Stocks were mixed in heavy, computer-driven trading Friday. The Dow Jones industrial average rallied hard in the final hour to close barely lower on the day and broad market indexes were mixed.

The Dow industrials closed down 1.09 point at 5,584.97, after dropping nearly 30 points earlier in the day. The Dow hovered at a loss of around 10 points for most of the afternoon until computerized buy programs lifted it near the close, traders said.

For the week, the Dow added 114.52, more than recovering from the steep sell-off at the end of the previous week. The gain almost doubled the 66.11-point-decline of a week earlier, when the market’s best-known indicator plummeted 171.24 points on March 8.

Trading was made extra volatile by Friday’s quarterly “triple witching” expiration of options and futures contracts.

Volume reached 529.96 million shares as of 4 p.m. at the New York Stock Exchange, the fourth-heaviest trading day ever and well above Thursday’s pace.

Blue-chip stocks dropped with the bond market, where the 30-year benchmark Treasury bond lost about 1/2 point, yielding 6.73 percent.

“Today’s slight downtick in the market is just coinciding with what’s going on in the bond market,” said Robert Froelich, chief investment strategist at Van Kampen American Capital in Oakbrook, Ill.

Some of the stocks that moved substantially Friday:

NYSE

Kmart rose 3/4 to 10-1/4.

A New York Times story Friday suggests Warren Flick, Kmart’s president since December, has helped the stock higher with a new merchandising plan and “take-charge demeanor.” USA Today, in its Street Talk column Friday, said shares of the giant retailer “might be … a bargain.”

Micron Technology Inc. rose 3-1/2 to 32-5/8.

The Boise-based semiconductor maker said its second-quarter net earnings edged up to 87 cents a share from 86 cents a year ago. The current figure includes a 9-cents-per-share special charge taken to discontinue sales of the ZEOS brand personalcomputer systems. Micron attributed lower sales and earnings for the second quarter to “significantly lower” prices for the 4 Meg DRAM.

NASDAQ

Applied Materials Inc. rose 2-5/8 to 34-5/8.

The Santa Clara, Calif., company said it will buy back from investors up to five million common shares on the open market during the next three years.
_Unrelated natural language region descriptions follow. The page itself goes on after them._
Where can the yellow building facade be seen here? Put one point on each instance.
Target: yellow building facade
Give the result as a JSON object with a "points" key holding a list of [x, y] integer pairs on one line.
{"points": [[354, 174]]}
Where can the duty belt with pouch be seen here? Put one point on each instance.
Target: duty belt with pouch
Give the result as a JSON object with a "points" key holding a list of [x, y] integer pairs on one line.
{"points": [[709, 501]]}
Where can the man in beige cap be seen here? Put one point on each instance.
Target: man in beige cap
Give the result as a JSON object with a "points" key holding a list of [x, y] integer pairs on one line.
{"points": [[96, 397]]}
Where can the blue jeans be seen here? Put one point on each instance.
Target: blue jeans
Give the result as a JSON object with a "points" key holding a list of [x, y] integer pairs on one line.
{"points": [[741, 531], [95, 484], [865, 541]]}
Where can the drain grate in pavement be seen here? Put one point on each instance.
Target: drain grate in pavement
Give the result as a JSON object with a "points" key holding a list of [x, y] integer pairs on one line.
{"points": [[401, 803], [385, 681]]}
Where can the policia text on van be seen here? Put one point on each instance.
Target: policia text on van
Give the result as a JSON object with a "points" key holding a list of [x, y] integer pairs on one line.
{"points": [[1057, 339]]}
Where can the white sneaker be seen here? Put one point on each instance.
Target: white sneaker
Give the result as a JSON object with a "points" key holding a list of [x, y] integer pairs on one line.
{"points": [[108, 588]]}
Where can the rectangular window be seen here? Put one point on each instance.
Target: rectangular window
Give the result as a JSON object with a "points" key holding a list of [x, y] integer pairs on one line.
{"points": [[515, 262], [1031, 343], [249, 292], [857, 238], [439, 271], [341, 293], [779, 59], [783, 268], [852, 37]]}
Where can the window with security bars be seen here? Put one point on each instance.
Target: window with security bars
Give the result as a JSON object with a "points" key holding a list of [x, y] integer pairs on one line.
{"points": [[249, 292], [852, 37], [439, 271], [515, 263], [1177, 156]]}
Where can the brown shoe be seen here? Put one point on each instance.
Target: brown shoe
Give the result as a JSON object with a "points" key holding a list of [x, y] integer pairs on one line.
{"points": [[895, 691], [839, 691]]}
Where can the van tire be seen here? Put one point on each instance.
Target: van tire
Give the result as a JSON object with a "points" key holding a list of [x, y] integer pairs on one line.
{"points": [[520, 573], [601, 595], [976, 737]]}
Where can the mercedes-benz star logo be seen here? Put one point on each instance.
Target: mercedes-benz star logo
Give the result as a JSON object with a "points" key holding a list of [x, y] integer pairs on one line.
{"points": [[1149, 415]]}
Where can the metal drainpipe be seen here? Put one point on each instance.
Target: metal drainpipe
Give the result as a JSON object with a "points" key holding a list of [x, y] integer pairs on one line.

3Com rose 2-5/8 to 44-3/8.

Intel rose 2-3/4 to 58-7/8.

3Com stock was recovering from Thursday’s tumble after rival Intel Corp. told analysts it plans to sell a lower-cost computer networking switch, market sources said. The product is seen as competing directly with networking switches from 3Com, a market leader based in Santa Clara, Calif.

AMEX

Hasbro, unchanged at 35-1/4.

The Securities and Exchange Commission is looking into Michael Milken’s holdings of shares in toymaker Hasbro, which the former junk-bond dealer bought with Larry Ellison, chairman and chief executive of Oracle Corp. The SEC is said to be investigating whether the stock purchase violates Milken’s prior agreement to be banned from life from the securities business.